Steve Garrison, vice president of marketing at ZeroStack, said his company offers its cloud appliances via a subscription model for a $4,999-per-month-based price. Garrison compared that outlay, which takes into account one appliance and the necessary power and cooling from the hosting provider, with a $15,000-per-month price tag for a comparable public cloud-based offering. He said the price of the ZeroStack cloud can vary depending on the details of the service-level agreement and the specific implementation.
Businesses may be moving some workloads away from public cloud for reasons other than cost, however. Some customers may not be able to get the performance they need in the public cloud, Colovore's Harrison explained. He said ZeroStack private clouds offer such customers an opportunity to "get the performance of a machine that is 100% under their control."
Looking to uncloud
ZeroStack's partners reflect a trend detected in 2015, when channel partners observed some of their customers beginning to uncloud, asking for assistance in migrating workloads to either in-house data centers of colocation facilities. Compliance and cost concerns were among the top reasons cited for the change in direction. The economics of hyper-converged infrastructure also play a role in the public versus private cloud decision making.
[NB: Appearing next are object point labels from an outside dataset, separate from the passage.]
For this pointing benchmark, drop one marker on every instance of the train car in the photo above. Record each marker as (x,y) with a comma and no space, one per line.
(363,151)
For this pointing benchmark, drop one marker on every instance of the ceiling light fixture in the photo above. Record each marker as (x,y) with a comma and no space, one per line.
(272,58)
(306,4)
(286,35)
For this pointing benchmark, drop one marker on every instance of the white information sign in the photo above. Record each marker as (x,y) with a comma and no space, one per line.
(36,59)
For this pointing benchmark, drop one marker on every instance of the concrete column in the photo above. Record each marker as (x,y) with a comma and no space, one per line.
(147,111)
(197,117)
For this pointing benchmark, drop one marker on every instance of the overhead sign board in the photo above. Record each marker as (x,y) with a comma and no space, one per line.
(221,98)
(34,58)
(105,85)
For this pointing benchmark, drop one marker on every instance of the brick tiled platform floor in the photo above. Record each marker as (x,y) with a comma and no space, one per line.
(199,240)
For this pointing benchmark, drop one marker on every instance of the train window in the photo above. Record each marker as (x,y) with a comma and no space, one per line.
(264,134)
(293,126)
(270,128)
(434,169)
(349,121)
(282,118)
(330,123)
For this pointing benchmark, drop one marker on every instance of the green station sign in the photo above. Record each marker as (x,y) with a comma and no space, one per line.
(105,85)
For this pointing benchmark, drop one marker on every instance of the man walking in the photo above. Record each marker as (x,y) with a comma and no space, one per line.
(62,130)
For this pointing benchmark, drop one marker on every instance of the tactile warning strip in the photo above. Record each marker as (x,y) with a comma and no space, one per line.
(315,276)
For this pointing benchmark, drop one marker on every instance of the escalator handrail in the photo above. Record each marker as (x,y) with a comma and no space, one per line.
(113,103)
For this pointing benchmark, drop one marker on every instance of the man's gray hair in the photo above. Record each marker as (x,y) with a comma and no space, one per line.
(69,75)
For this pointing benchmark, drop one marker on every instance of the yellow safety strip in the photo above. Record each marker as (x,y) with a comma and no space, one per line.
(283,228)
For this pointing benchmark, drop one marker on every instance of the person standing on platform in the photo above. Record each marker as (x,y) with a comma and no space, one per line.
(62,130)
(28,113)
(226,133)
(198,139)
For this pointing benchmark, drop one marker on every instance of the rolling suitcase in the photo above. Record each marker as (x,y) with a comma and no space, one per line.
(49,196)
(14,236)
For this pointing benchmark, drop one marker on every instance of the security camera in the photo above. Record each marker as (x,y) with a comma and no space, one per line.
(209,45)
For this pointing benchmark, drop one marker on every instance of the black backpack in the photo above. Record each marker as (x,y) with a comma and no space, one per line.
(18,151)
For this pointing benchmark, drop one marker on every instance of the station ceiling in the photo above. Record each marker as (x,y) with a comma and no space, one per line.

McKesson said he has seen an influx of companies -- including systems integrators and consulting firms -- whose primary business function is to get their customers off of public cloud platforms.
"We see companies building business models about bringing customers back," he said. "We need to be able to support that."
Public cloud customers are "starting to realize they need to modify their strategies according to their business needs," Harrison added. Lighter-weight workloads can remain in the cloud, while other workloads will head for colocation.
"I think the days of just making blanket statements that public cloud is the right solution ... are over," he said.